Soltanto al termine del terzo giorno di viaggio avvenne qualcosa che mai più riuscirò a cancellare dalla mia memoria, tanto da desiderare or ora di non aver mai ricevuto il dono della vista. Mentre ero intento a distrarre la mia mente ormai stanca e logora dall’agitazione, un primo violento colpo fece slittare la pesante carrozza, sbattendo le mie stanche membra verso il lato opposto della stessa. Prima ancora di poter riprendermi del tutto da quell’improvviso scossone, un secondo colpo, ben più violento, accompagnato dalle grida degli uomini e dai versi chiaramente sofferenti dei cavalli innanzi a essa, la fece completamente ribaltare su un lato, e me con essa.

Non so cosa sia successo nel mentre, ma quando riuscii a riaprire i miei doloranti occhi, un’orribile visione mi si parò davanti, corrotta dalla perversione del male e figlia della Straordinaria Realtà. Mai avrei immaginato di trovarmi di fronte a una così blasfema esistenza, tale da farmi desiderare di non aver mai intrapreso tale cammino.

Mentre ero riverso a terra, ricoperto fino alle spalle da sporco e fanghiglia e con il viso rivolto al cielo, di fronte a me appollaiato sul mio torso un piccolo essere, fuori dalla grazia dell’Innominato, mi fissava con i suoi occhi vuoti, in quello che a malapena poteva definirsi un viso. Ricoperto di fango o costituito di esso, non saprei dirlo con certezza, la creatura emanava un olezzo di marcio e terra bagnata, che permeava le mie narici, mentre avvicinava quella che ipotizzo essere la sua bocca al mio viso.
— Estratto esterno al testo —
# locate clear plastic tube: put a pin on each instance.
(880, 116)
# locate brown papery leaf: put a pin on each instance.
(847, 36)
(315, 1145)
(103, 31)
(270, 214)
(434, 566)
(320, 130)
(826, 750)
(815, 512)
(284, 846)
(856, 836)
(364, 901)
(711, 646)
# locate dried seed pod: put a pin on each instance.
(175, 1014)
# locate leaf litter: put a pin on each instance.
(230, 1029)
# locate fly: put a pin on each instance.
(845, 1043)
Che sia stata la volontà dell’Innominato, che sia stato l’ultima scintilla di speranza esplosa nei miei ultimi momenti, non so con quale forza sono riuscito a gettare quell’orrenda creatura contro quello che rimaneva della carrozza ormai divelta rivelando all’urto, sotto quel manto di fango e carne putrefatta, un piccolo teschio del tutto umano.
Inorridito da quella scena, intontito e stremato, ho sentito la presenza dell’Innominato che per mezzo della sua volontà mi ha dato la forza di poter reagire e fuggire.
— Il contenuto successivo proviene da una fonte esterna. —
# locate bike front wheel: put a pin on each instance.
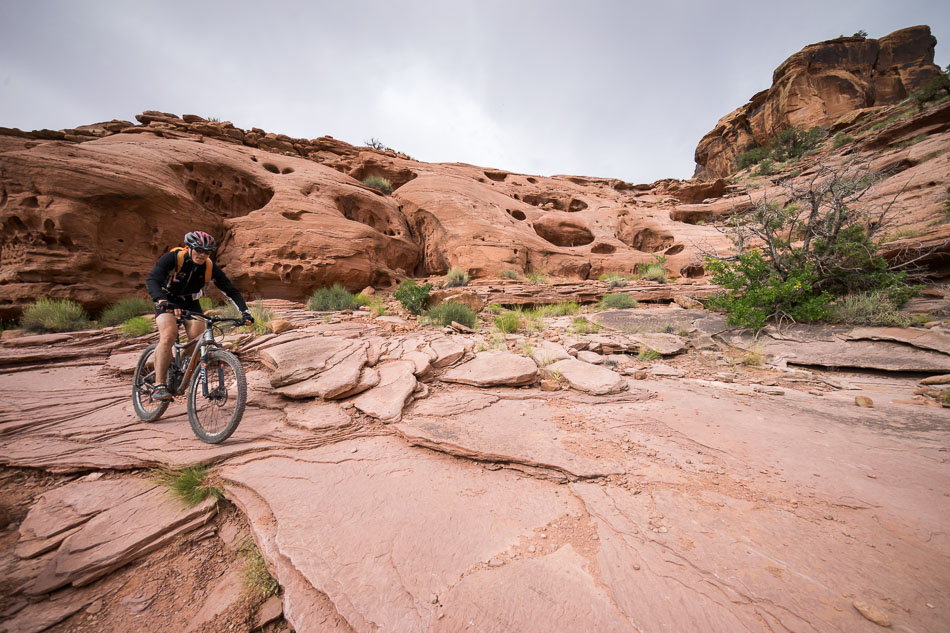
(214, 415)
(143, 384)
Intorno a me, l’orrore in Terra. I corpi dei Cacciatori mutilati appesi lungo i lati della strada, come un macabro ornamento per celebrare la mia fuga. Sotto quei corpi gocciolanti, decine di creature uguali a quella che mi aveva aggredito poco prima mi fissavano, o meglio, fissavano un punto innanzi a loro, come devoti fedeli che prendono silenziosamente parte a una macabra processione.  
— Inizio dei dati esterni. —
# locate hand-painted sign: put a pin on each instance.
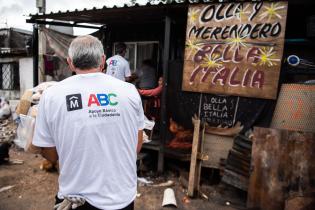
(219, 110)
(235, 48)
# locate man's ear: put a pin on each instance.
(71, 66)
(102, 62)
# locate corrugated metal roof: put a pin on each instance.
(149, 4)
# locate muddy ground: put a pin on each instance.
(34, 189)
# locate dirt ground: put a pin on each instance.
(34, 189)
E quando ormai il mio corpo non rispondeva più alla mia mente, quest’ultima fu catturata da quella che sembrava a tutti gli effetti una mefistofelica risata, proveniente da un lato della strada.
Non so quanto ho corso.
Non so quanto a lungo ho pregato.
So solo che quando la mia speranza stava per spegnersi come l’ultima delle candele votive, vidi una luce, più luminosa ad ogni passo, accendersi innanzi alla mia vista. Enormi torri svettavano nel buio, innalzando al cielo le loro braccia infuocate, a illuminare le mura e i tetti della grande Città che imponente si ergeva oltre il portone che avevo di fronte. Bologna si stagliava innanzi a me, clemente e devota.
Con le ultime forze ho chiesto soccorso, e da lì ricordo solo i giorni passati in quello che i locali chiamano l’Ospedale della Morte, e le amorevoli e coscienziose cure del Magister Galvani, medico e curatore presso di esso.
Anche se sono passati diversi giorni ormai da quel terribile evento, ancora non riesco a dimenticare l’orribile vuoto delle pupille di quegli esseri e quella risata. Quella acuta, stridula e stizzita risata, che ancora mi accompagna, stringendomi il cuore in una fredda e rigida morsa, nei miei più profondi incubi.